Wal-Mart Launches Employee Voter Drive

By Ylan Q. Mui
Washington Post Staff Writer
Saturday, September 30, 2006

Wal-Mart Stores Inc. yesterday launched a voter registration drive aimed at its 1.3 million U.S. employees in what it describes as the largest such effort by a private company.

The kickoff was held in Iowa, a key battleground in the upcoming midterm elections. Workers at Wal-Mart's roughly 3,800 other facilities across the country also received registration forms yesterday. Although the world's largest retailer said it does not want to influence how its workers vote, David Tovar, director of media relations, said the drive was prompted by recent criticism of the company by politicians.

Wal-Mart workers "read the newspapers and see the headlines, just like you and I do," Tovar said. "They recognize there were some elected officials that were saying some things that didn't really represent the company. They wanted to have an opportunity to have their voice heard."
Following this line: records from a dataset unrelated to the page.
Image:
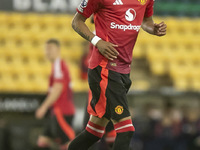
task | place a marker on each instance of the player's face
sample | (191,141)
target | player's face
(51,51)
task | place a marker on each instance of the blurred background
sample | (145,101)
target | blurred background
(165,95)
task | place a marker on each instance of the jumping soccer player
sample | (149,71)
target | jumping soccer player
(117,25)
(58,131)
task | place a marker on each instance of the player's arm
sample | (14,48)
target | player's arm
(50,99)
(150,27)
(107,49)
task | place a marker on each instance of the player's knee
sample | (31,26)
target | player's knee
(99,121)
(124,126)
(42,142)
(95,129)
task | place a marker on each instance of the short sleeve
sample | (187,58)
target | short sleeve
(88,7)
(149,9)
(58,73)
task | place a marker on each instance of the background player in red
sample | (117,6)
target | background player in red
(117,24)
(58,131)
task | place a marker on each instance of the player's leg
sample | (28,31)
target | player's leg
(118,86)
(93,132)
(46,143)
(64,132)
(124,129)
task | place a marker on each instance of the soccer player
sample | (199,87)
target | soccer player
(117,25)
(58,131)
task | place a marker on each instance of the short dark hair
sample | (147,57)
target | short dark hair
(53,41)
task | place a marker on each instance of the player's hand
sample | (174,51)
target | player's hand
(40,112)
(107,49)
(160,29)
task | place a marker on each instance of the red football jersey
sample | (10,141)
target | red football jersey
(119,22)
(60,74)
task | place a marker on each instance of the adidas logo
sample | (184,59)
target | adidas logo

Wal-Mart is working with Democratic strategist Charles Baker of the law firm DLA Piper and Republican strategist Terry Nelson, founder of Crosslink Strategy, on what it has dubbed the Voter Education Program. The company has prepaid postage for voter registration forms in Iowa and several other states. It is also allowing workers whose shifts do not give them three hours to visit the polls to take paid time off to vote. Before the elections in 2004, they received two hours of unpaid time off.
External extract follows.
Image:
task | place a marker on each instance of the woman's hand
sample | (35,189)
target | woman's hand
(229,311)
Wal-Mart sent letters to 18,000 Iowa employees in August criticizing Sens. Evan Bayh of Indiana and Joseph R. Biden Jr. of Delaware and Govs. Tom Vilsack of Iowa and Bill Richardson of New Mexico -- all Democrats -- for participating in a bus tour arranged by Wake Up Wal-Mart, which is funded by the United Food and Commercial Workers International Union. Similar letters were sent to workers in New Hampshire, South Carolina and Nevada.

The bus tour was designed to attract new members to Wake Up Wal-Mart and draw attention to the company's health benefits package.

Labor groups have accused the retailer of blocking employee attempts at unionizing. They also assert that Wal-Mart runs small companies out of business, depresses wages and does not provide adequate health coverage for its employees.

Wal-Mart Watch, which is backed by the Service Employees International Union, said it supports the retailer's voter drive but was still critical of its political efforts.

"Wal-Mart's employees realize that the company's lobbyists don't represent their personal interests," spokesman Nu Wexler said.

Some activist groups questioned the retailer's motives, citing Wal-Mart's policy of banning voter registration drives conducted by outside parties from its stores.

"If Wal-Mart is truly interested in promoting a just democracy, then customers and employees should be included in registration activities," said Edward A. Hailes Jr., senior attorney with Advancement Project, a national civil rights group organization that works on voting issues.

In the spring, volunteers with Project Vote and the Association of Community Organizations for Reform Now, a nonprofit group that has been critical of Wal-Mart, attempted to set up voting drives at several Florida stores, said Brian Mellor, the elections counsel for Project Vote. He said they were quickly asked to leave.

Tovar said the company's blanket policy bans such drives because it disrupts customers' shopping experience but that it has made exceptions for some nonpartisan groups.